Startup corner: Juro in focus

How would you describe your company to a friend?
Juro is a contract management provider that offers businesses a smarter way to manage paperwork.
And if you had to describe it to a techy?
Juro is a contract management provider that enables businesses to automate the generation, negotiation, signing and management of contracts through an AI-enabled workflow.
When were you founded?
2015
By who?
Richard Mabey (a former Freshfields Corporate lawyer with an INSEAD MBA) and Pavel Kovalevich (an ex-Accenture IT consultant).
Who are your key managers/senior execs?
CEO: Richard Mabey (pictured top right, a former Freshfields Corporate lawyer with experience at LegalZoom). CPO: Pavel Kovalevich (pictured right, an ex-Accenture IT consultant). Advisers include Tim Clark (former Senior Partner of Slaughter & May) and Ned Staple (General Counsel of Zoopla). 

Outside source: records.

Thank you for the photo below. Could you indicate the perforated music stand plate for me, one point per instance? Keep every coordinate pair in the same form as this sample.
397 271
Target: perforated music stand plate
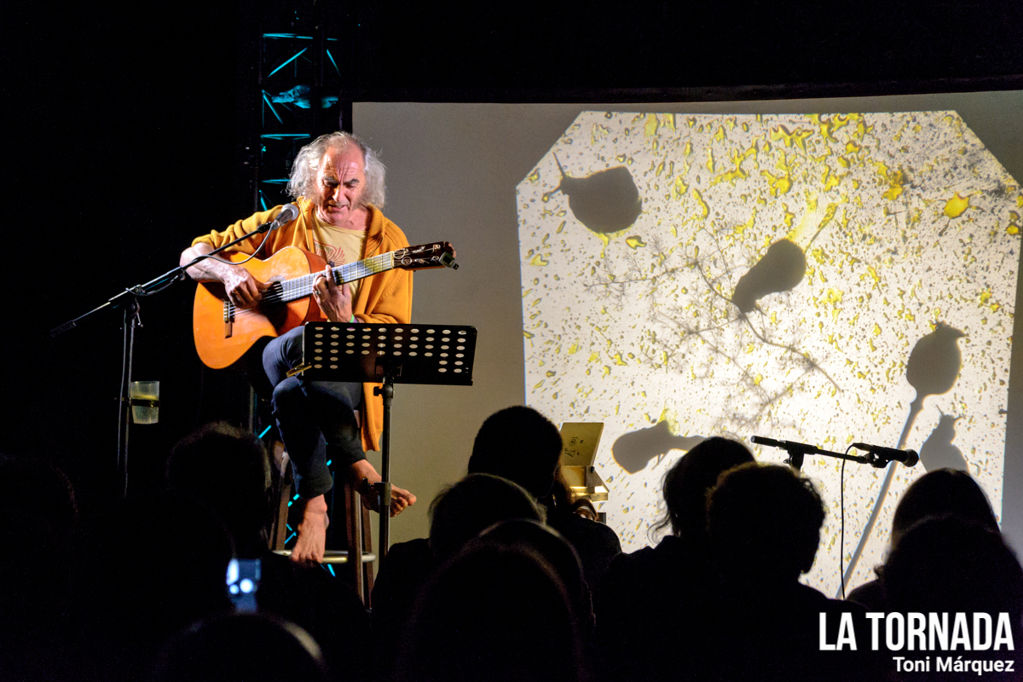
408 353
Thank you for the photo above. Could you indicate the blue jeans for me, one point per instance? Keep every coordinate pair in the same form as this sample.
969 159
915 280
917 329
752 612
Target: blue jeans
315 419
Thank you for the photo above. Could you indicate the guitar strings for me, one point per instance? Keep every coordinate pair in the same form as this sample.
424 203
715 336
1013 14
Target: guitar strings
292 289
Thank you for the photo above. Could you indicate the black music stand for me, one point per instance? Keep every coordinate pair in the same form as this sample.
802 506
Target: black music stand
388 354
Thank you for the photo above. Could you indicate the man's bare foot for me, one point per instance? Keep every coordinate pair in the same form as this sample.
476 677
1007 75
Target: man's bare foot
311 543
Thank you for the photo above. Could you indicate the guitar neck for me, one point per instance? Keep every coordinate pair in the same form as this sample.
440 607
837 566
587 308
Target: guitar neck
299 287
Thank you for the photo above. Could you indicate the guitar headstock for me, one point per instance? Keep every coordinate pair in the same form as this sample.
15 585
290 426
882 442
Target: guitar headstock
434 255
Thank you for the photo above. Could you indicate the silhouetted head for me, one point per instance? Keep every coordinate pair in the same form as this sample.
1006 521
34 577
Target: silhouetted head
492 612
255 647
556 550
521 445
463 510
950 563
227 469
688 482
764 523
942 492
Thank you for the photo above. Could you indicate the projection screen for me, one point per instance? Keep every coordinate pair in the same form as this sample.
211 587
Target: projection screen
820 271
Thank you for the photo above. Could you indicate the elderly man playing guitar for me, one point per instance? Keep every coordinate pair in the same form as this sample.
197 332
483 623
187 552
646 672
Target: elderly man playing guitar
339 185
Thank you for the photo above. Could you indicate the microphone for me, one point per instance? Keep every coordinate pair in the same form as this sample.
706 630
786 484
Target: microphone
785 445
287 213
907 457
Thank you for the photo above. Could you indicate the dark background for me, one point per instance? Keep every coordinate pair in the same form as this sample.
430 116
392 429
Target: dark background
127 132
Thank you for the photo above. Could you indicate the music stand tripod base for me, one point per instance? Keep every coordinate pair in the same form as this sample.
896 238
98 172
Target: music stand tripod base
388 354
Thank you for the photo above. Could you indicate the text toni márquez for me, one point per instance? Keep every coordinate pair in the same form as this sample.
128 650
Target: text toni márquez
921 632
945 633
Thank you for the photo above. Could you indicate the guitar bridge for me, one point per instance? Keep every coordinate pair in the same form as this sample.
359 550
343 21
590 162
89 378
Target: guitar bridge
228 319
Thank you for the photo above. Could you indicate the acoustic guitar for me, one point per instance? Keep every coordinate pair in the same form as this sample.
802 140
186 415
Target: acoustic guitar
224 332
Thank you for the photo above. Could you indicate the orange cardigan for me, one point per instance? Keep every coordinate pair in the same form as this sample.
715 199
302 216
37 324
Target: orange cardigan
384 299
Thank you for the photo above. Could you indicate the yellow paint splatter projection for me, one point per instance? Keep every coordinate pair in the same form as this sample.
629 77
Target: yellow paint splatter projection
779 279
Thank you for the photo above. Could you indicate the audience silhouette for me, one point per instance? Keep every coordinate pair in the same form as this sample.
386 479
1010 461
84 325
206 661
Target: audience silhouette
643 599
253 647
764 525
512 584
457 514
227 469
496 612
521 445
940 492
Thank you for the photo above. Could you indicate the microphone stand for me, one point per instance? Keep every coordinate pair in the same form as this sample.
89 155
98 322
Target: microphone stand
128 302
799 450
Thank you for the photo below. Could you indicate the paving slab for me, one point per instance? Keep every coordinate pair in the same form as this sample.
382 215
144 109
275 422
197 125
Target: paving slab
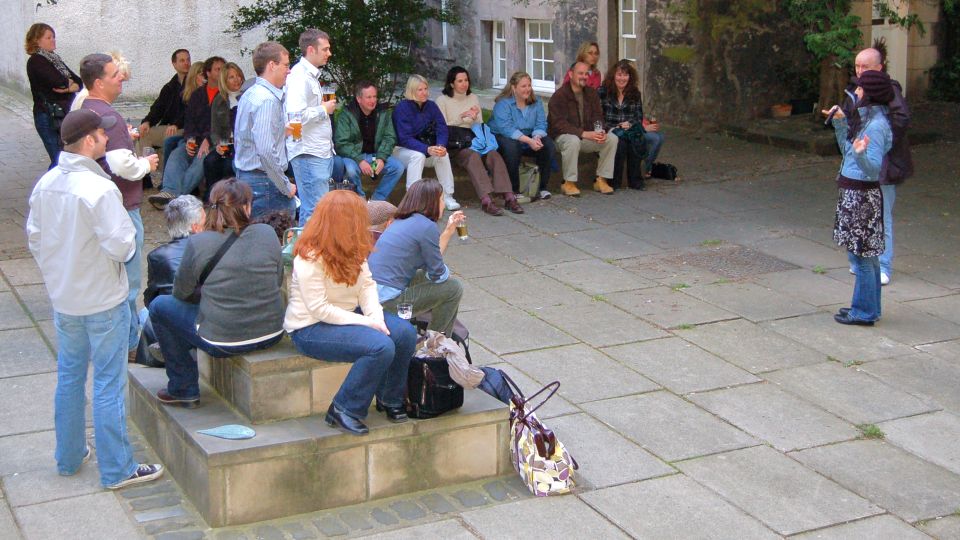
768 413
26 403
944 307
555 406
668 308
905 323
892 478
552 219
609 244
537 250
605 457
750 301
447 529
594 276
752 347
44 485
846 343
947 528
478 260
510 330
668 426
532 518
679 365
756 479
98 516
531 290
11 314
885 526
934 379
674 507
849 393
584 373
21 271
932 437
24 353
600 324
804 253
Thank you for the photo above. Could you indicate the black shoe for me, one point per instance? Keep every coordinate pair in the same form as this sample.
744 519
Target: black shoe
397 415
336 418
167 399
845 318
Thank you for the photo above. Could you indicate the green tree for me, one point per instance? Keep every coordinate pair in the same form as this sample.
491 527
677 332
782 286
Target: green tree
370 39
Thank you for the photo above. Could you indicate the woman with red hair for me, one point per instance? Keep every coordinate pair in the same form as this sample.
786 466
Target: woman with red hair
334 313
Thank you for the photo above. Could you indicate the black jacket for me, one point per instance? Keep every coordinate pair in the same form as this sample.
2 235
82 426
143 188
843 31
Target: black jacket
162 265
168 108
897 165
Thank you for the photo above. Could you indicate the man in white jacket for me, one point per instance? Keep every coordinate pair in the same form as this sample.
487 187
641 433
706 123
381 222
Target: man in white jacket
81 235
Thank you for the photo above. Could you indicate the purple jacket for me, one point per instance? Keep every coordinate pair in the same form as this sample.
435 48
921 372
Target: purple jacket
409 120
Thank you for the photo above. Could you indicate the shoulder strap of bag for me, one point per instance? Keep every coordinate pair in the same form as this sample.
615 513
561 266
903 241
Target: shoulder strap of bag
212 263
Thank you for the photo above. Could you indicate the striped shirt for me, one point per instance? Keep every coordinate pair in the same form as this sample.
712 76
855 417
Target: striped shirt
259 136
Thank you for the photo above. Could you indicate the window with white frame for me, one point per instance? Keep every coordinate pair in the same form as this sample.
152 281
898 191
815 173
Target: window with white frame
540 54
628 29
499 55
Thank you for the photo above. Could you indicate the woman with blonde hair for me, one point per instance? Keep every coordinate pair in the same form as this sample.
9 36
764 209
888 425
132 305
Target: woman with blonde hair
422 138
520 125
52 84
334 313
589 53
223 114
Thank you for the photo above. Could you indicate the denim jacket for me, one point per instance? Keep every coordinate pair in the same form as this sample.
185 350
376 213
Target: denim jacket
865 166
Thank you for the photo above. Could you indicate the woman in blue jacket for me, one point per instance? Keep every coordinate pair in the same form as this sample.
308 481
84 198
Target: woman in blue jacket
422 138
520 125
864 140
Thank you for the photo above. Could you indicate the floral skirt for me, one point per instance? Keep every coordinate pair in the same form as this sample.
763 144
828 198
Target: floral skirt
859 222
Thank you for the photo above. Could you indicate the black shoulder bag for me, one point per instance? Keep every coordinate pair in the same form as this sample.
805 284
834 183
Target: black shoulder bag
195 296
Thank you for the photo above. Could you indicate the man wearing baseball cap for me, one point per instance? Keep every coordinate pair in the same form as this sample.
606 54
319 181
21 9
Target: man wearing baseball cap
80 234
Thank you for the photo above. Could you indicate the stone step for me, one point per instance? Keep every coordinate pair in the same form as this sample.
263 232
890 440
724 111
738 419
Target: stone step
302 465
274 384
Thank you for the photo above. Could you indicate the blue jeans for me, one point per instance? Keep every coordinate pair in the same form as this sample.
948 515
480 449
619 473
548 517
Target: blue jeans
889 197
182 173
49 135
865 305
389 176
135 278
100 338
175 323
653 141
380 362
312 174
266 197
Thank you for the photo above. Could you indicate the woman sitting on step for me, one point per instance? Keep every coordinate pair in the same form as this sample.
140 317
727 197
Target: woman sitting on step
334 313
240 310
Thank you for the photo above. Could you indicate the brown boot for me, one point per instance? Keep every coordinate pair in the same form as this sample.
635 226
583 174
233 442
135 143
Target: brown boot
602 186
570 189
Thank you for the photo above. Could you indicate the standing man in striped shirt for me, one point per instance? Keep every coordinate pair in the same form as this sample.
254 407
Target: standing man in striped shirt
261 152
311 156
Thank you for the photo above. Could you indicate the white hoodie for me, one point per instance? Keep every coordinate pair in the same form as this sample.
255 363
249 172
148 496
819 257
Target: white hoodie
80 235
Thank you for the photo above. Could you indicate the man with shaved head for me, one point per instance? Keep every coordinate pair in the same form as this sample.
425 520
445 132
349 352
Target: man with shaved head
897 164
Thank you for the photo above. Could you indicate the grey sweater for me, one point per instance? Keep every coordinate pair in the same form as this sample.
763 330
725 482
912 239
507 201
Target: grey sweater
240 299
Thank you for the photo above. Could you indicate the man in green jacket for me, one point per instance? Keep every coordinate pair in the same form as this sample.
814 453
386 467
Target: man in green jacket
364 138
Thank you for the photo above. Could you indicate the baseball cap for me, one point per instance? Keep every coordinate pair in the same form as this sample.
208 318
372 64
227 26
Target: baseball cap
80 123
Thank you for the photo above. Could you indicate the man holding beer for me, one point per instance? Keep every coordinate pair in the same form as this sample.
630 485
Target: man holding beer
310 110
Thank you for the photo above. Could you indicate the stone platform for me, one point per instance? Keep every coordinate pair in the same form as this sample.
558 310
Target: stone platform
301 465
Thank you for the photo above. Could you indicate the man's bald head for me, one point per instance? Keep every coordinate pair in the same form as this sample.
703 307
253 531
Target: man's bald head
868 59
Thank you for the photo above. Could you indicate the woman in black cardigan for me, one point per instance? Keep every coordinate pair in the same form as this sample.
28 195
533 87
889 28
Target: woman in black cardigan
52 84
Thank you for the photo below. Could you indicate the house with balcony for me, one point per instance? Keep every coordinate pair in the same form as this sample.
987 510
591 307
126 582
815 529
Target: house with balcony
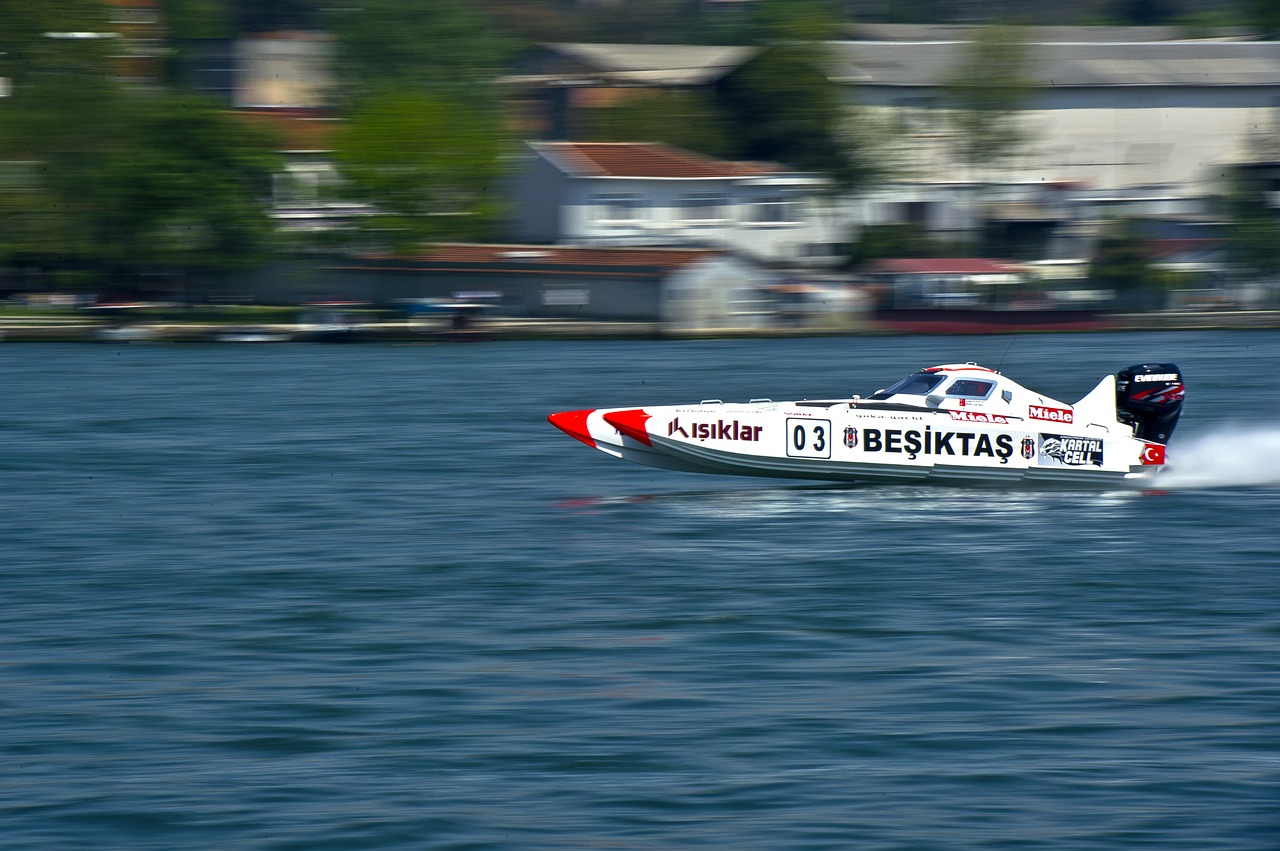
648 193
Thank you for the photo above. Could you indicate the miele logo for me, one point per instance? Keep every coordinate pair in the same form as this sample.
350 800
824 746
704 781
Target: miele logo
1052 415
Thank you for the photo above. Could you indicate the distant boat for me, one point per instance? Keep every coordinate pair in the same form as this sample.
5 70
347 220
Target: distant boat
252 334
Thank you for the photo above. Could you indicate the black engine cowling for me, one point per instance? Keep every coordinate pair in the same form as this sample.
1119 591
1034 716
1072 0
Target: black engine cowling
1150 396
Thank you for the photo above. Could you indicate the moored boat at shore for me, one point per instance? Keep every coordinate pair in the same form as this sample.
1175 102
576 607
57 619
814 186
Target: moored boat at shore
956 422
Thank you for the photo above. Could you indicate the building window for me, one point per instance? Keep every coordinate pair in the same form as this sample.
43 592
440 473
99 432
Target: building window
772 209
616 207
703 207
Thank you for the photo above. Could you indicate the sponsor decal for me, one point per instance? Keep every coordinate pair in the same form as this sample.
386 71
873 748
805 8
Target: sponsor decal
1054 415
914 443
810 438
718 430
1152 454
1069 451
977 416
1161 396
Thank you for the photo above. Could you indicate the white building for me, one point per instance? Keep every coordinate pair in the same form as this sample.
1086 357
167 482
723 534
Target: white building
632 193
1137 124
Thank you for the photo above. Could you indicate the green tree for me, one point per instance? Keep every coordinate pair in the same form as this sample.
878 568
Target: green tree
1262 15
433 45
986 94
187 190
905 239
680 118
782 108
1253 239
1123 265
60 122
428 164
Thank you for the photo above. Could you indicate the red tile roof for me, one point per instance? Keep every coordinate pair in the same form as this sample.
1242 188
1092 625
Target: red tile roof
296 128
645 160
945 266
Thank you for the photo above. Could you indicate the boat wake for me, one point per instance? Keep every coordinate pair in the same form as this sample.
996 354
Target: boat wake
1225 457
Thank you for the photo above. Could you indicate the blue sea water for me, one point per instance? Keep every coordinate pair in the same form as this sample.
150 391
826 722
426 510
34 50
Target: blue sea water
305 596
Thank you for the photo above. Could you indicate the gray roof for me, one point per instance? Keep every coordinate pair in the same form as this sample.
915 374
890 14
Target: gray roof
1176 63
922 63
1040 35
634 64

What is your growth strategy?
We are growing fast throughout Europe.  We are currently focused on in-house counsel and plan later to sell to law firms. Our focus on user experience means that we see rapid adoption of our technology within businesses, which helps in-house legal teams to keep control of contracts.
Have you received investment?
We are funded by Point Nine Capital, Seedcamp and angels including the founders of Gumtree and Indeed. com, Michael Pennington and Paul Forster. [Juro closed a $750,000 seed funding round in January 2017.]
Who are your target clients?
We work with several high growth marketplace businesses. Going forward, we are targeting high volume B2B businesses, especially those with a marketplace model.
Have there been any key changes in direction since you were founded?
Since founding we have changed the kinds of customers we go after from small businesses to high volume / high growth enterprises. We found that each had a different set of pain points and required a radically different user experience.
What are the key challenges you face in your market?
Key challenges include a traditionally high cost of customer acquisition, the risk aversion of in-house legal teams and the long sales cycles that selling to legal customers can entail. This said, all of these things are getting better as the market realises the benefits of legal technology.
What are the most exciting developments you’ve seen in your market in the past year to 18 months?
The most exciting development has been the willingness of in-house counsel to engage with AI solutions. Advances in machine learning are shifting the paradigm of contracts, and the speed at which the market is adopting the technology is breath-taking.
Tell us something that people don’t already know about the company?
We operate in 12 countries globally.